“Superbugs” are bacteria that are resistant to antibiotics. An infection or illness caused by such bugs could potentially turn life-threatening if the antibiotic chosen to treat a patient fails to work. Through a series of tests, a team of environmental scientists from U.S. and Chinese universities discovered that two wastewater treatment plants in northern China not only failed to kill antibiotic-resistant bacteria but also provided a breeding ground for their spread. Specifically, the team found superbugs carrying the resistant gene known as New Delhi metallo-beta-lactamase-1 (also called NDM-1) in wastewater disinfected by chlorination.

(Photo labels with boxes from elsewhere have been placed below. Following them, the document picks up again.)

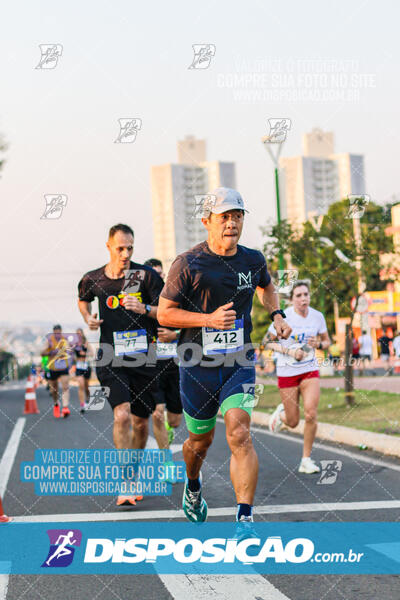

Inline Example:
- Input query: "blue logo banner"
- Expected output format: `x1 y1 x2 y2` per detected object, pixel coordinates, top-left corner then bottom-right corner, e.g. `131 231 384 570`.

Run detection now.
0 521 400 575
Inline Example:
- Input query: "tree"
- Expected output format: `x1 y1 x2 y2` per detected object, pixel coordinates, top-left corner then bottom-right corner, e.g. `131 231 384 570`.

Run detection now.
253 199 393 341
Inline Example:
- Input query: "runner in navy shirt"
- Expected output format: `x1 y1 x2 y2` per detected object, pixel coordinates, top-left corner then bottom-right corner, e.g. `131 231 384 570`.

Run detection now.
157 188 291 523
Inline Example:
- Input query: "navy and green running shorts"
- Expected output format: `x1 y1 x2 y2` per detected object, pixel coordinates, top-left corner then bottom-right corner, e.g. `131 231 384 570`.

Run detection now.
179 364 256 434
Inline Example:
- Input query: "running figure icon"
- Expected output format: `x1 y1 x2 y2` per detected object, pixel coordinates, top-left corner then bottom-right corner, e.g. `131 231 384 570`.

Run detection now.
46 531 77 566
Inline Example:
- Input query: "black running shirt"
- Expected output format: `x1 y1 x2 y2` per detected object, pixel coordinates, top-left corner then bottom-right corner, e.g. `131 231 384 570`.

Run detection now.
78 262 164 352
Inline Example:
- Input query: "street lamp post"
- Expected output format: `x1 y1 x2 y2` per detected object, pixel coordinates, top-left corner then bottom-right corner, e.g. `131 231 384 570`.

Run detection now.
261 135 285 271
308 212 325 314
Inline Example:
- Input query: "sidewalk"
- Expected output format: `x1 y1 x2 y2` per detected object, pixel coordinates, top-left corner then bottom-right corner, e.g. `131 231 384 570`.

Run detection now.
320 375 400 394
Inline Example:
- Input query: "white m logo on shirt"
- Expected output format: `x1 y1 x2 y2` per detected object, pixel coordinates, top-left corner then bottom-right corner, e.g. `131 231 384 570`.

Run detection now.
238 271 251 286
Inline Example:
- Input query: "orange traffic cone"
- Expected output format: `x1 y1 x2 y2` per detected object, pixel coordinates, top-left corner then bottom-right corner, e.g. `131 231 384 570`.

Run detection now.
0 498 11 523
23 375 40 415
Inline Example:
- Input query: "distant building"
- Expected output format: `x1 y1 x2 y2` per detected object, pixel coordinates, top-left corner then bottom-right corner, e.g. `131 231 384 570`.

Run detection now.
379 204 400 292
279 129 365 224
151 136 236 270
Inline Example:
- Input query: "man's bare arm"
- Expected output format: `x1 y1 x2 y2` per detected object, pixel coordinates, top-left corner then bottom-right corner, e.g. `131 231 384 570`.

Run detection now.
256 281 292 339
78 300 103 331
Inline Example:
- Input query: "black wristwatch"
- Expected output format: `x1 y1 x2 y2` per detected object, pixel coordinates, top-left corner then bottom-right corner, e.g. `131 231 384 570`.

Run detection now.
269 308 286 321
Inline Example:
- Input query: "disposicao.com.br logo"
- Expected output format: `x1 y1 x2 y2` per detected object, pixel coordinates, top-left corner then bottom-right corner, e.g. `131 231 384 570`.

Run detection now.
42 529 82 567
84 536 363 565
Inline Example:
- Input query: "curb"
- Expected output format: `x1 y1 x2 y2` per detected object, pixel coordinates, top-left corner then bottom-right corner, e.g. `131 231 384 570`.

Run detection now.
251 411 400 457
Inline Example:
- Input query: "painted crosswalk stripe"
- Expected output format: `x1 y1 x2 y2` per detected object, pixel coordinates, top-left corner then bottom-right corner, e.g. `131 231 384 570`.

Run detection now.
158 573 288 600
9 500 400 523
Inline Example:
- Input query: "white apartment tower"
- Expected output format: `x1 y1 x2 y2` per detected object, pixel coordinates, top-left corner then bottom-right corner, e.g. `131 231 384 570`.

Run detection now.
151 136 235 270
279 129 365 225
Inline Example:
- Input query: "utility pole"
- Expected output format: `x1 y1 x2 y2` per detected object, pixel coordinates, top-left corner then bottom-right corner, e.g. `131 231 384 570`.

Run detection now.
261 119 292 271
344 194 369 406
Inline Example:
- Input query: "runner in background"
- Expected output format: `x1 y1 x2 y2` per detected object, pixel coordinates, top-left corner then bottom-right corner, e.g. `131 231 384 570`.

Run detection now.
78 223 163 506
265 280 330 474
329 335 341 373
41 354 50 393
41 325 74 419
144 258 182 449
393 331 400 358
378 329 392 374
75 327 94 414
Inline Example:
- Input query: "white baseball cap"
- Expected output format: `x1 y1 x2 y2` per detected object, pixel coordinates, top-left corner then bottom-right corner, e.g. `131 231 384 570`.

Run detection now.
208 187 249 215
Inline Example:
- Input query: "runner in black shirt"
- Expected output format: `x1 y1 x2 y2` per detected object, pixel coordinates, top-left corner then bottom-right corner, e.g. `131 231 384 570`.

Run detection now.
158 188 291 524
78 224 163 504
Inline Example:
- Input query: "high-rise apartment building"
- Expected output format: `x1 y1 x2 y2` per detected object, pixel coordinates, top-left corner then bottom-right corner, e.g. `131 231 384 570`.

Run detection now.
151 136 236 270
279 129 365 224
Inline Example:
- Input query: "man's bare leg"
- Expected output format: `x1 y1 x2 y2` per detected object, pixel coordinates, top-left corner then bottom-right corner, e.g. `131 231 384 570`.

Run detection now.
152 404 169 450
182 427 215 479
225 408 258 505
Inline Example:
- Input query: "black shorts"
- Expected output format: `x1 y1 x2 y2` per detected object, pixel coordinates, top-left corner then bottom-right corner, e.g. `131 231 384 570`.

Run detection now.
96 367 157 419
75 367 92 379
48 369 69 381
154 365 182 415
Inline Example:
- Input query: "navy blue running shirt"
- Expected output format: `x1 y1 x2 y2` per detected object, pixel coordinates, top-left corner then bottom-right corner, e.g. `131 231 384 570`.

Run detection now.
161 242 271 345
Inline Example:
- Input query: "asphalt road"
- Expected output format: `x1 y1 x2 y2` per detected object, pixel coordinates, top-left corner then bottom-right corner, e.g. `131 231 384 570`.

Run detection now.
0 388 400 600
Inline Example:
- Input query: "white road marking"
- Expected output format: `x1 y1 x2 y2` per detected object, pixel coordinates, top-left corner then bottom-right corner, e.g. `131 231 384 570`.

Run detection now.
0 417 26 600
158 573 288 600
9 500 400 523
0 417 26 497
244 419 400 471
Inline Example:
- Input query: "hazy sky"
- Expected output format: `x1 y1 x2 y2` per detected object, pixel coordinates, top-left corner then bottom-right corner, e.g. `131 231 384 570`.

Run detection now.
0 0 400 322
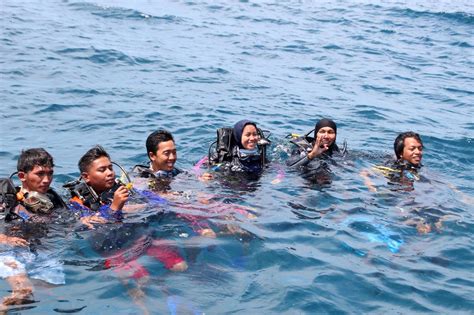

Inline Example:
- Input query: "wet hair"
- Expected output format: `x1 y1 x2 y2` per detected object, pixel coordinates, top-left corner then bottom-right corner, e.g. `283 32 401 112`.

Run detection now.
232 119 257 149
146 129 174 158
16 148 54 173
77 145 110 173
393 131 423 159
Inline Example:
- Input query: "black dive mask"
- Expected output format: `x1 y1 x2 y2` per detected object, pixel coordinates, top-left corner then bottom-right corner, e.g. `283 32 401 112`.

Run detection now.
21 191 54 214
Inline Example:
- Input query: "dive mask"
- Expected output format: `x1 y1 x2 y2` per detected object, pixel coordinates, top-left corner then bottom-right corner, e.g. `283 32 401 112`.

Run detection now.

“We often think about sewage treatment plants as a way to protect us, to get rid of all of these disease-causing constituents in wastewater,” Pedro Alvarez, Ph.D., professor of engineering at Rice University, said in a press release. “But it turns out these microbes are growing. They're eating sewage, so they proliferate. In one wastewater treatment plant, we had four to five of these superbugs coming out for every one that came in.” The research of Alvarez and his team is newly published in the American Chemical Society journal Environmental Science and Technology Letters.

Bugs, Bugs, Bugs!

Bacteria are present everywhere and can be found not only in the earth, water, and air but also in our own bodies. Your mouth alone contains more than 500 species of bacteria, your digestive tract trillions. Although thousands of species of bacteria exist, all of them are one of three different shapes: rod or stick-shaped bacilli; ball-shaped cocci; or helical or spiral shaped Borrelia. Bacterial cells may live as individuals or cluster together to form pairs, chains, squares, and other groupings. Some eat sunlight and air, and like plants, proliferate and give off oxygen. Others eat sugar, starch, sulfur, or iron. Some are vulnerable, others resilient and one species, Deinococcus radiodurans, has been found to withstand blasts of radiation 3,000 times greater than would kill a human being.

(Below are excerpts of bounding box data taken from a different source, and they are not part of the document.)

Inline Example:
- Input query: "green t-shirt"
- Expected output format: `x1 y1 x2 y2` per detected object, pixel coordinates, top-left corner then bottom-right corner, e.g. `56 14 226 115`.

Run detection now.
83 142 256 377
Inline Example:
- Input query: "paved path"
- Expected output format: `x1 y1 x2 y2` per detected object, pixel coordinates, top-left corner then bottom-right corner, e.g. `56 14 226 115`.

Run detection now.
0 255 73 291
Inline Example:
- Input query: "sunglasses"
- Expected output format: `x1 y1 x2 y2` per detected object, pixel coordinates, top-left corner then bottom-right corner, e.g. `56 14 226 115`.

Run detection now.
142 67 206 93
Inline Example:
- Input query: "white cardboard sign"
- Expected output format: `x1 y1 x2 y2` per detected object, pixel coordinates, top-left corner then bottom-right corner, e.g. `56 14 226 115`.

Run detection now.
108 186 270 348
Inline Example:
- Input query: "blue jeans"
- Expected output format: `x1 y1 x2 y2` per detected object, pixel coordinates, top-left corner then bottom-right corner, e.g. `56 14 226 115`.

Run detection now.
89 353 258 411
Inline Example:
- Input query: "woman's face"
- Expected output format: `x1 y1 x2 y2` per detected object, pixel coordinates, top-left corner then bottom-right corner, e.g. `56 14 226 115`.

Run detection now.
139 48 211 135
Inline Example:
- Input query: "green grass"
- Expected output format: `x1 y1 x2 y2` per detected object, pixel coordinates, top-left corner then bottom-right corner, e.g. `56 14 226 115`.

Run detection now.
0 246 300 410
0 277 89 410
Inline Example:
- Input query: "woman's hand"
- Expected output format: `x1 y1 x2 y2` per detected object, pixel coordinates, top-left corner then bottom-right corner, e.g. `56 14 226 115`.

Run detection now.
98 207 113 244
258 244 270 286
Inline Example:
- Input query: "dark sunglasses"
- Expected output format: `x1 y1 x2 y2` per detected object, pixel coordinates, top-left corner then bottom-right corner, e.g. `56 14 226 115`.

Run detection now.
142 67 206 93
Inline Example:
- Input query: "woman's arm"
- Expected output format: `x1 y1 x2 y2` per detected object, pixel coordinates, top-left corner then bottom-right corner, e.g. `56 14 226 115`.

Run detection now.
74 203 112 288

Significantly, bacteria contain genes, which is how they pass on their resistance to anti-bacterial drugs (antibiotics). In fact, bacteria with the gene causing them to be resistant have been found on every continent except for Antarctica. For years, antibiotic-resistant bacteria have been a concern of scientists because they can be transferred from person to person, and they make illnesses and infections very difficult to treat. For example, NDM-1 is a multidrug-resistant gene first identified in India during 2009. Once transferred, NDM-1 renders common bacteria, including E. coli, Salmonella, and Klebsiella pneumoniae, resistant to the strongest available antibiotics.

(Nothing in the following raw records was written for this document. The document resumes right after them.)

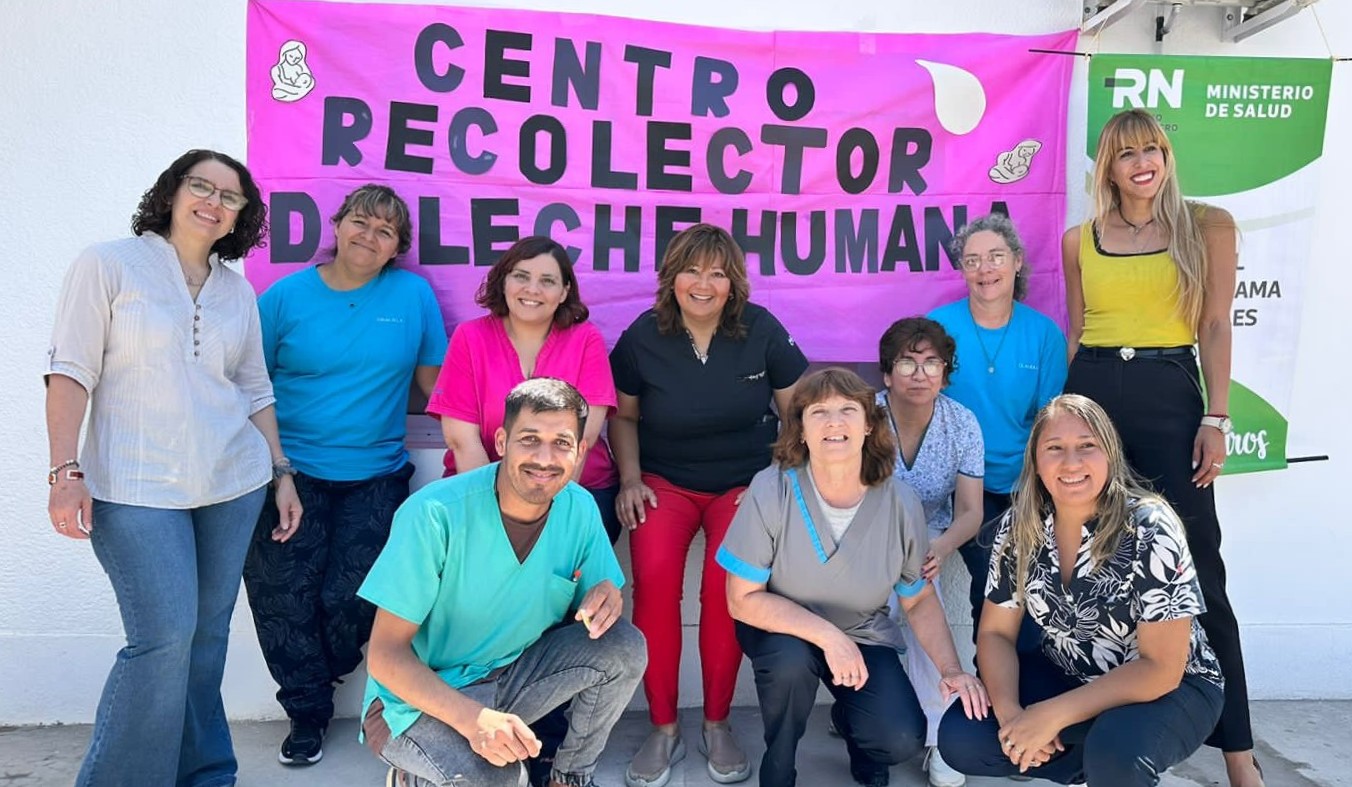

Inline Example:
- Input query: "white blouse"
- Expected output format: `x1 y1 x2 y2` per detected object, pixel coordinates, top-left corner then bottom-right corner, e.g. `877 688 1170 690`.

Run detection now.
46 233 273 508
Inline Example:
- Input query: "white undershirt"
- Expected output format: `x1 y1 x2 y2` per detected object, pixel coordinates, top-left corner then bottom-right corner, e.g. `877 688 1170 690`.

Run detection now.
807 468 864 544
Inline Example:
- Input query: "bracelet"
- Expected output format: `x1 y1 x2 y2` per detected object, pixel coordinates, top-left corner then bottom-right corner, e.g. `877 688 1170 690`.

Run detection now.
47 460 84 487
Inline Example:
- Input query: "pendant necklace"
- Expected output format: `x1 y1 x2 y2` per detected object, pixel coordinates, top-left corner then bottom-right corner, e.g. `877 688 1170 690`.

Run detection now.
972 311 1014 375
1117 206 1155 252
685 329 714 364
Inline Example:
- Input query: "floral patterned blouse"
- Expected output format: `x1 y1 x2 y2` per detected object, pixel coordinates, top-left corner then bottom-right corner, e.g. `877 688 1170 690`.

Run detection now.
986 498 1224 686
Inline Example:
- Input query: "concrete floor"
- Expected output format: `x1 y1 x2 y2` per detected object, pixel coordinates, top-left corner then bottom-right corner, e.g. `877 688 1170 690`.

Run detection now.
0 702 1352 787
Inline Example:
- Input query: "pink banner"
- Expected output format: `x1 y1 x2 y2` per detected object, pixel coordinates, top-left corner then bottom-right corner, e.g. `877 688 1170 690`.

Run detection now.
245 0 1076 361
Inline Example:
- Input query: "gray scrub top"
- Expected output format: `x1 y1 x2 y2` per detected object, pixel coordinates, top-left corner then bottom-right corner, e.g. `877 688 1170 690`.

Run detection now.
718 465 929 648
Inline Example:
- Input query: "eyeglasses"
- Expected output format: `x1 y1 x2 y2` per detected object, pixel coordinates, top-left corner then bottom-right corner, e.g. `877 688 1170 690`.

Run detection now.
178 174 249 211
963 252 1010 270
892 358 948 377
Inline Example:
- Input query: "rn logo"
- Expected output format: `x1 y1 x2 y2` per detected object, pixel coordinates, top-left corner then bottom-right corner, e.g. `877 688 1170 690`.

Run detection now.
1103 69 1183 110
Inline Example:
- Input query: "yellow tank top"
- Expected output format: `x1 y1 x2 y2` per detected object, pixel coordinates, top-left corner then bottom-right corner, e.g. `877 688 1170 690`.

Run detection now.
1080 222 1197 348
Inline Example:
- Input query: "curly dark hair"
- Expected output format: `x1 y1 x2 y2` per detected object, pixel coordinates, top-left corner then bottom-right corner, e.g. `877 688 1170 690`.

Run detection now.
131 150 268 260
330 183 414 270
775 366 896 487
653 224 752 339
475 235 591 329
877 316 957 385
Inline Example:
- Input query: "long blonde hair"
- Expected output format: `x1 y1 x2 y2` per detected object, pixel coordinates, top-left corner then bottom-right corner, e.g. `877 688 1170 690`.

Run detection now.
991 394 1165 599
1094 110 1207 329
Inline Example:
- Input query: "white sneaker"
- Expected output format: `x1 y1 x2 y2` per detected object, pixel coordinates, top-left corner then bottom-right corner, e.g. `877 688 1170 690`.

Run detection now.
925 746 967 787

“We only realized they exist just a little while ago when a Swedish man got infected in India, in New Delhi,” Alvarez stated. “Now, people are beginning to realize that more and more tourists trying to go to the upper waters of the Ganges River are getting these infections that cannot be treated.”

Is Chlorine Effective?

For the published study, Alvarez and his team conducted experiments that provided evidence that microbes treated by wastewater plants might still carry the resistant gene and could transfer it to otherwise benign bacteria. First, they designed a method of extraction and analysis of antibiotic-resistant genes in extracellular and intracellular DNA from water and sediment. Next, they applied their new methodology to sites in China’s Haihe River basin, which drains an area where antibiotic use is prevalent. Their study found that the plasmids, gene-containing molecules within bacteria, persist for weeks in the river sediment. In this setting, they are able to invade bacteria indigenous to the area. The team discovered, then, that the resistant bacteria not only proliferate within the wastewater treatment plant itself but also propagate and disperse their genetic resistance in the general environment.

"This calls for us to take a look at these breeding grounds for antibiotic-resistant bacteria and how we might be able to create better barriers than chlorination," Alvarez stated. "I think we need to take a serious look at photo-disinfection processes, like ultraviolet disinfection. We also need a better understanding of how these microbes flow through the environment."